Out of Memory Error on A100 40GB GPUs with main_improved_diffusion_cifar10_conditional.sh and main_improved_diffusion_cifar10_conditional.sh

RoufaidaLaidi commented 10 months ago

Environment

PyTorch Version: 1.12.1
CUDA Version: 11.7
GPU Type: NVIDIA A100 40GB

Description

I am experiencing an out-of-memory (OOM) error when attempting to run the main_improved_diffusion_cifar10_conditional.sh and main_improved_diffusion_cifar10_conditional.sh scripts. Despite utilizing an NVIDIA A100 GPU with 40GB of memory, which should be sufficient for these tasks, the scripts consistently fail due to memory issues.

The expected behavior, based on documentation and typical usage for similar tasks, would not exceed the 40GB memory limit of the A100 GPU. However, even under normal conditions and with ample available memory, the scripts trigger an OOM error.

Attempts to Resolve

Ensured no other significant processes are consuming GPU memory.
Monitored memory usage to confirm that the OOM error occurs despite available memory.
Reduced batch size and num_samples_schedule (and related parameters)
Searched for similar issues or advice in the repository's issues section and online forums.

I appreciate any insights, suggestions, or updates that might help resolve this issue. Thank you for your attention to this matter and for the valuable resources provided.

Best regards, Roufaida Laidi

fjxmlzn commented 10 months ago

Hi Roufaida,

Thank you for your question! It is similar to the issue of https://github.com/microsoft/DPSDA/issues/2. The default parameter was run on 16 32GB V100 GPUs. Reducing the batch size, e.g., at this line https://github.com/microsoft/DPSDA/blob/79f0868b1a13769c1d16bba3a32f81502690e83a/scripts/main_improved_diffusion_cifar10_conditional.sh#L32, should be able to solve the problem. You can start by setting it to a small value, say 10, which should be well under the 40GB. Please let me know if it still doesn't work, and you can paste the complete console log here so that I have more information to debug it.

RoufaidaLaidi commented 10 months ago

Hi Zinan, Thank you for the reply. We have successfully executed the code on a single GPU by reducing the batch size, however the FID scores obtained were significantly higher than those reported in your paper.

To improve performance, we attempted to run the code on multiple GPUs (8 32GB V100 GPUs). We noticed that the code utilizes torch.nn.DataParallel, and we ensured that the --use_data_parallel flag is set to True. However, despite these settings, the training process seems to be confined to a single GPU.

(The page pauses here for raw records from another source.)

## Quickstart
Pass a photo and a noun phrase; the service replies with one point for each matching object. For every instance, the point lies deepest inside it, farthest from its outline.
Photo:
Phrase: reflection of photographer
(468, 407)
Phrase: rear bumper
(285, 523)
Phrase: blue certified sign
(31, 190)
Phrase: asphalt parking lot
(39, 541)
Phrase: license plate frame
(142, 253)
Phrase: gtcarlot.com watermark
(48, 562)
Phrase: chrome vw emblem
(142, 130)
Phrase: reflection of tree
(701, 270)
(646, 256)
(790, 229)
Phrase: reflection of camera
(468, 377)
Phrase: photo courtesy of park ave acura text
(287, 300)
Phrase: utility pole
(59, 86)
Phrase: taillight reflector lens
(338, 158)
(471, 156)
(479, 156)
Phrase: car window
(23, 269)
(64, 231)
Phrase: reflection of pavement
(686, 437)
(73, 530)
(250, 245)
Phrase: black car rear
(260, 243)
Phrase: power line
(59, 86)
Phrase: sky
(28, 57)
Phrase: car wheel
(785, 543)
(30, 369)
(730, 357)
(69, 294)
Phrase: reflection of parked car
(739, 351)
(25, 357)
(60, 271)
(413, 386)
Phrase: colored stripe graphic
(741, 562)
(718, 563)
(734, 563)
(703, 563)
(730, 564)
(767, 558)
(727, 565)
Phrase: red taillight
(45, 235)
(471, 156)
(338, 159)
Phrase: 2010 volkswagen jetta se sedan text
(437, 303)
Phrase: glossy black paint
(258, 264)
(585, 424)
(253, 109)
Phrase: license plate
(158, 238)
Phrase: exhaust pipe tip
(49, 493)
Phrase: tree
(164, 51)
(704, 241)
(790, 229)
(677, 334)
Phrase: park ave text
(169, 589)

As a sanity check, I have tested my environment with a toy code designed to run on multiple GPUs, which executed successfully and utilized all available GPUs as expected. This leads me to believe that my environment is correctly configured for multi-GPU training.

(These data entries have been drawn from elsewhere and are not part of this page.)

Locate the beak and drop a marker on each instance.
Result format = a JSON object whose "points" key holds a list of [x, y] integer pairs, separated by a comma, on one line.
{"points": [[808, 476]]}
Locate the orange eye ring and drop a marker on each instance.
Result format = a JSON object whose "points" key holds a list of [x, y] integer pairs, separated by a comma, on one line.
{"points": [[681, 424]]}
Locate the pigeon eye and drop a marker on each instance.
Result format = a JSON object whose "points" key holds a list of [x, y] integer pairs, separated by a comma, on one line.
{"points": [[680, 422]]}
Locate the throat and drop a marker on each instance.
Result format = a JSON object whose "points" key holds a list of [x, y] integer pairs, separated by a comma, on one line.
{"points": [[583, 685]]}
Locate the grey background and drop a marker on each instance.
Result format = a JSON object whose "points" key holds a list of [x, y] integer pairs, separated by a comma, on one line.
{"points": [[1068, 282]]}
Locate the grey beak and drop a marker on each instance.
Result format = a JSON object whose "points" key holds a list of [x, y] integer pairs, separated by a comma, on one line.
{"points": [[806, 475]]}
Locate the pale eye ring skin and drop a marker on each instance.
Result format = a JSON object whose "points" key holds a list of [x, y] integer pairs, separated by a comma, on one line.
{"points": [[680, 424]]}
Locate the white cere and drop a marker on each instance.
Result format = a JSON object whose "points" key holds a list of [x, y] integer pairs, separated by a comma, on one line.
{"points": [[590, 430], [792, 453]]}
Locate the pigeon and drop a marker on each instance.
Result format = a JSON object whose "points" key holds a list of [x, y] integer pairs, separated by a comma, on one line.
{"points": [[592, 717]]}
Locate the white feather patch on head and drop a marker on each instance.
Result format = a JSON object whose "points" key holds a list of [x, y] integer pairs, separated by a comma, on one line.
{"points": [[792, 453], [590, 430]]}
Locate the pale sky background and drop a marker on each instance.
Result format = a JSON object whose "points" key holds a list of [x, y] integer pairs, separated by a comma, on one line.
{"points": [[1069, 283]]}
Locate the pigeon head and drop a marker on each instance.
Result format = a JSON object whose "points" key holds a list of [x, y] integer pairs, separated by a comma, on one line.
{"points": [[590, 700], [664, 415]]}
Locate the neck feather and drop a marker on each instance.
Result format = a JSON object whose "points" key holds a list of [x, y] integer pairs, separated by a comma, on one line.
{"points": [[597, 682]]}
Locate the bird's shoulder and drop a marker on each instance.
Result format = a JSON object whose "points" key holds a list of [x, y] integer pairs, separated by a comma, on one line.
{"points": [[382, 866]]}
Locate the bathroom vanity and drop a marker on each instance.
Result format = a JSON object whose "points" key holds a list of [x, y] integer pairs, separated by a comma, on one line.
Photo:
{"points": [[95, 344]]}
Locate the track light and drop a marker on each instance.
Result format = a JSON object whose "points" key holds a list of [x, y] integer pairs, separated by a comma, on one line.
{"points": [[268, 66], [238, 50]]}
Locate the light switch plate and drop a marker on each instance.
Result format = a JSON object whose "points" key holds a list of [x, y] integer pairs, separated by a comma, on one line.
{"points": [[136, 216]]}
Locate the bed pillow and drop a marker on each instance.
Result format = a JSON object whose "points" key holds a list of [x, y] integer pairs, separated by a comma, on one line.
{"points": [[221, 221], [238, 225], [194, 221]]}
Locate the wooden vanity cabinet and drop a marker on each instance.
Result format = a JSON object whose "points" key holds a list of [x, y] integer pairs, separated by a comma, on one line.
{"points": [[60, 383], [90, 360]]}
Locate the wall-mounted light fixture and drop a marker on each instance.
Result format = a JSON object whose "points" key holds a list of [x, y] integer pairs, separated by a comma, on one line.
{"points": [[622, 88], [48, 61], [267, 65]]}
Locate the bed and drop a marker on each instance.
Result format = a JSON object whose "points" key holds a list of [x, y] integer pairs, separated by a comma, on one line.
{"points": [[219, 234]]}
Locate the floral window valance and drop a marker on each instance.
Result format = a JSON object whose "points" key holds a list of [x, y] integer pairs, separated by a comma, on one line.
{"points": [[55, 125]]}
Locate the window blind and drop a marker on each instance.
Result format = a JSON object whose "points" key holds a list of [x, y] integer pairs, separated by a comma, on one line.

Given this context, I would greatly appreciate any recommendations or insights you might have on how to effectively run your code on multiple GPUs. Specifically, I'm looking for guidance on:

Any specific configurations or environment settings required for your code to utilize multiple GPUs.
Suggestions on how to ensure that torch.nn.DataParallel is being effectively used in your training script.
If multi-GPU training is expected to improve the FID scores.

fjxmlzn commented 10 months ago

Hi Roufaida,

Thank you for your message.

You mentioned two issues: one is that the FID scores are not good enough; the other is that the code does not utilize multi-GPU successfully. Note that these two issues are orthogonal: the batch sizes and whether to use multi-GPU should not impact the sample quality (e.g., FID) at all, as Private Evolution algorithm does not do any actual model training and the batch size instead is the inference batch size for the diffusion model APIs. (This answers your question 3.)

Below, I discuss the two questions separately.

About FID

The information you provided is not sufficient for me to debug the root cause. Could you please provide more details about:

Which command did you run?
What exactly the FID scores did you get? There should be a fid.csv file generated by the code. Could you please share it?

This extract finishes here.